Created 10-09-2018 03:52 AM
Hi all,
I am trying to read the files from s3 bucket (which contain many sub directories). As of now i am giving the phyisical path to read the files. How to read the files without hard coded values.
File path : S3 bucket name/Folder/1005/SoB/20180722_zpsx3Gcc7J2MlNnViVp61/JPR_DM2_ORG/ *.gz files
"S3 bucket name/Folder/" this path is fixed one and client id(1005) we have to pass as a parameter.
Under Sob folder, we are having monthly wise folders and I have to take only latest two months data.
Please help me how to read the data without hard-coded.
Many thanks for your help.
Created 10-09-2018 09:52 AM
You can write a simple python snippet like below to read the subfolders. I have put a print statement in the code, but you can replace it some subprocess command to run it.
from datetime import date, timedelta
from dateutil.relativedelta import relativedelta
today = date.today()
two_months_back = today - relativedelta(months=2)
delta = today - two_months_back
for i in range(delta.days + 1):
dt = str(two_months_back + timedelta(i)).replace("-", "")

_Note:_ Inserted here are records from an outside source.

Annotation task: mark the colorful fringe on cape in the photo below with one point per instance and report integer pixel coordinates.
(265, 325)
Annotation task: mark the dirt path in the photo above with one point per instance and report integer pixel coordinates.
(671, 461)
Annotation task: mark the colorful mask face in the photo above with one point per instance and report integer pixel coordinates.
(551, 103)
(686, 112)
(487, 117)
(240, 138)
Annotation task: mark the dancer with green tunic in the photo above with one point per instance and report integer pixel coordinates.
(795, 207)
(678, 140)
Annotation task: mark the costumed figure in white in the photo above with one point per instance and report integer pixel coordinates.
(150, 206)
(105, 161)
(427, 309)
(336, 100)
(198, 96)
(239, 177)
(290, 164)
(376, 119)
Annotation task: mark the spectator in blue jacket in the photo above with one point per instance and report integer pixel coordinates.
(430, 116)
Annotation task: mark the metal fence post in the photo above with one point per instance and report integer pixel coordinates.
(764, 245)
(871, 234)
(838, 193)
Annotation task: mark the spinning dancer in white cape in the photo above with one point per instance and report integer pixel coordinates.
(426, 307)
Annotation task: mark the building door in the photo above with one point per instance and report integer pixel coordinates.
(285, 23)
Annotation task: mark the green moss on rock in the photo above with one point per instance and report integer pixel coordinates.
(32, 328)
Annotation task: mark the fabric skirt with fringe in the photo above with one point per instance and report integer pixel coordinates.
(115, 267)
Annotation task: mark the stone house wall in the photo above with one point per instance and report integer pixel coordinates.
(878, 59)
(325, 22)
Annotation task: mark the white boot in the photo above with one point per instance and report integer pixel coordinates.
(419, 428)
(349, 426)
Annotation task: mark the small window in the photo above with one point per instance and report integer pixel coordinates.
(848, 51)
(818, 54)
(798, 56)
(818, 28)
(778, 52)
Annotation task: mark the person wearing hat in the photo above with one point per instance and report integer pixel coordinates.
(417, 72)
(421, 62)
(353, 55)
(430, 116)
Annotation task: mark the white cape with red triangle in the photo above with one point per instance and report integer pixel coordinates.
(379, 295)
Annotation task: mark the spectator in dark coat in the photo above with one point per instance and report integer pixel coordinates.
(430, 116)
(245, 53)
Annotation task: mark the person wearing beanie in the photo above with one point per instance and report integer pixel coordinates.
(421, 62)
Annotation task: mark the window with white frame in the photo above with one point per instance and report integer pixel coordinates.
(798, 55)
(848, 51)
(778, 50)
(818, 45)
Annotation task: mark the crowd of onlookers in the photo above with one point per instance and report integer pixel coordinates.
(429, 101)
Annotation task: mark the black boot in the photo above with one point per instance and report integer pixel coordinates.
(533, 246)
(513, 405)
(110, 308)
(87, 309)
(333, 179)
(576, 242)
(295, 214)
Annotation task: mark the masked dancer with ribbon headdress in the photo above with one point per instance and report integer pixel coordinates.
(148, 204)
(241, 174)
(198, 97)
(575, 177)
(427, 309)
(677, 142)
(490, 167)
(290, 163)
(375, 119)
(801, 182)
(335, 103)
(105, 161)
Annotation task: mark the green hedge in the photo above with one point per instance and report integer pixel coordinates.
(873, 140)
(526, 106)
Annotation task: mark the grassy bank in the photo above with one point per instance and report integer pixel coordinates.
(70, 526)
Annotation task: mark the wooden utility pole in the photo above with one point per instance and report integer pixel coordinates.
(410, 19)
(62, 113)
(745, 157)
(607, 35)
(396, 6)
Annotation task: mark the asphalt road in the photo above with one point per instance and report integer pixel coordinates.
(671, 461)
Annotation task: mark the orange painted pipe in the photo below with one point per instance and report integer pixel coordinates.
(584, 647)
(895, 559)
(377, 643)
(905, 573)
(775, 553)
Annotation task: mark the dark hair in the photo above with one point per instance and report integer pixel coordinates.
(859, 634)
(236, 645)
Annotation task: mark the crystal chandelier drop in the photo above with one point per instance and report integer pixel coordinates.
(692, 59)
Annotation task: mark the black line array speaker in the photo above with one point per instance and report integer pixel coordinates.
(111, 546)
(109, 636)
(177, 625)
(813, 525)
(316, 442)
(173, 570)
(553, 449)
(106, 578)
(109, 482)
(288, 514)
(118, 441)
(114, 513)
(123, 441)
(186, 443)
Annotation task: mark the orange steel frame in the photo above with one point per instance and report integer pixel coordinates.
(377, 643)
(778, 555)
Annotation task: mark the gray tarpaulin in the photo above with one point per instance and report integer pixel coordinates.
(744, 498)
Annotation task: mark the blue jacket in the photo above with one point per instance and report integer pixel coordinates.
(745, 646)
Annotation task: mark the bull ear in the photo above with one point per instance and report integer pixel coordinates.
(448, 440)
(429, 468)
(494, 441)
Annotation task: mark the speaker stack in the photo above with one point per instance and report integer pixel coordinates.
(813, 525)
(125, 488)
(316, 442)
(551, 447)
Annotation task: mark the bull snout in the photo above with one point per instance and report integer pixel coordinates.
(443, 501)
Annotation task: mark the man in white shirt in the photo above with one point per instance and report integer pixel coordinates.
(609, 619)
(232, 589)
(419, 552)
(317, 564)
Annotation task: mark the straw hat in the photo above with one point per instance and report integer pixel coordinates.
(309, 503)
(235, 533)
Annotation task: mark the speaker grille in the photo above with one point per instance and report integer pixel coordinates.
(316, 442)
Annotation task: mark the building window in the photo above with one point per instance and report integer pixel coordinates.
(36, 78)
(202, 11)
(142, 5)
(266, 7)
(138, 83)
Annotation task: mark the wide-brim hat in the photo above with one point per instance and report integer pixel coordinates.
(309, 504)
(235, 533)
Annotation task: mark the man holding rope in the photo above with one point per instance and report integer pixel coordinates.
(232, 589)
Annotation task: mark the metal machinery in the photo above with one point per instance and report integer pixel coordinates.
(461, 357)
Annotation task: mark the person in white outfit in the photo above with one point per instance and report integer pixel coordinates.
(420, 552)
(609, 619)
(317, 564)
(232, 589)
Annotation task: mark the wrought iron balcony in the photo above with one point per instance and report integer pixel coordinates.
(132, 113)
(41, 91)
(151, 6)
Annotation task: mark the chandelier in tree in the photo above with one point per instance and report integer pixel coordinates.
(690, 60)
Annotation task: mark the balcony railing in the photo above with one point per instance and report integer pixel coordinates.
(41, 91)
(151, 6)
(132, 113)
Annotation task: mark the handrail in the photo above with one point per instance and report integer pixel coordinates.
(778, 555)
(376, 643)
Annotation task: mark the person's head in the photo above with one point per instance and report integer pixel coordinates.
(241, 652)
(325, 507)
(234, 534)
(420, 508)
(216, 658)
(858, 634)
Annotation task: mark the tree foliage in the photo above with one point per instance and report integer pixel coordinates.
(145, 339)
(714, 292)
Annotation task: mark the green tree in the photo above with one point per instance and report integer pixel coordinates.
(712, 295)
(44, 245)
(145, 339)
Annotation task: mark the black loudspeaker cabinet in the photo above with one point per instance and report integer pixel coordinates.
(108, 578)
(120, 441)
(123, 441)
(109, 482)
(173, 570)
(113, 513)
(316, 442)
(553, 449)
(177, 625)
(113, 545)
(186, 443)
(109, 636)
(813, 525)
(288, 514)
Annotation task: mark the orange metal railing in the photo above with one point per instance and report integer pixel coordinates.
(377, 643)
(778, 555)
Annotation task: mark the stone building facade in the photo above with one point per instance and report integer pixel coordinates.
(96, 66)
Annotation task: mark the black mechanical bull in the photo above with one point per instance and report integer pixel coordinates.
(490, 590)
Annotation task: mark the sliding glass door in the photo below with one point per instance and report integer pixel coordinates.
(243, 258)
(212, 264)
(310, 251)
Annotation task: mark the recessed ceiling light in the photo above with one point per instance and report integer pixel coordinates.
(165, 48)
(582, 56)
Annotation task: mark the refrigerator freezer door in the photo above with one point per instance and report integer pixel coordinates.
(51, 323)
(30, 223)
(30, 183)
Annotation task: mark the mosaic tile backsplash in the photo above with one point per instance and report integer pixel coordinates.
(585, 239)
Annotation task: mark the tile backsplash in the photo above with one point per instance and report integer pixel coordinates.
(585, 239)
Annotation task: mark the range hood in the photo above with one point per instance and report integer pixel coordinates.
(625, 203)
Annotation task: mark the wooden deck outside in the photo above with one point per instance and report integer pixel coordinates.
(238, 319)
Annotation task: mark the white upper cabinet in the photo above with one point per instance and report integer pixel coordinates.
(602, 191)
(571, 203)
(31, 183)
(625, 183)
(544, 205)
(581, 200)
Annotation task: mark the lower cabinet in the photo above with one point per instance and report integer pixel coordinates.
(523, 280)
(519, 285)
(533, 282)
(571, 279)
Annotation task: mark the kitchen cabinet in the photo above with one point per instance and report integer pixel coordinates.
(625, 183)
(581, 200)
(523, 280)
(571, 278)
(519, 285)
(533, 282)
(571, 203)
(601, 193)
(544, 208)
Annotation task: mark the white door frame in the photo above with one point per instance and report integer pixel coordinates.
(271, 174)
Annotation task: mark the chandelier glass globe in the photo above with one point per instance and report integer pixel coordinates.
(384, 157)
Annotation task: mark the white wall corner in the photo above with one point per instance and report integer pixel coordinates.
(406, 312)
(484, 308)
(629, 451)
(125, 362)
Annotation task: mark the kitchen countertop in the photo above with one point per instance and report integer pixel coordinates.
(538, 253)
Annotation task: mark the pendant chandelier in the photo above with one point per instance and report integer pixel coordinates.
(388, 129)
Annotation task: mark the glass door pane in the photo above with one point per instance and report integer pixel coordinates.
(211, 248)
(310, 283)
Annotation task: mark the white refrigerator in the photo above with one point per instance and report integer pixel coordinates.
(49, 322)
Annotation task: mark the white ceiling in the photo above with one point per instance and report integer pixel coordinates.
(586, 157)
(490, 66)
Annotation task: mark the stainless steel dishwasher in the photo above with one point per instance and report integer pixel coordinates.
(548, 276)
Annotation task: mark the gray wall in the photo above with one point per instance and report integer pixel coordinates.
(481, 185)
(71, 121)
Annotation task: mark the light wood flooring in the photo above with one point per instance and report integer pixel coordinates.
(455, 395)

print "hdfs dfs -ls s3a://bucket/Folder/1005/SoB/%s" % dt
.
-Aditya
Created 10-09-2018 09:52 AM
You can write a simple python snippet like below to read the subfolders. I have put a print statement in the code, but you can replace it some subprocess command to run it.
from datetime import date, timedelta
from dateutil.relativedelta import relativedelta
today = date.today()
two_months_back = today - relativedelta(months=2)
delta = today - two_months_back
for i in range(delta.days + 1):
dt = str(two_months_back + timedelta(i)).replace("-", "")
print "hdfs dfs -ls s3a://bucket/Folder/1005/SoB/%s" % dt
.
-Aditya
Created 10-09-2018 01:04 PM
Hi Aditya,
Thanks a lot for your help. Is it possible to do in scala? As i dont have knowledge on python.
Created 10-09-2018 02:20 PM
I'm not sure of how to do this in Scala. I guess you may have similar date time functions in Scala as well. You can apply this logic in Scala.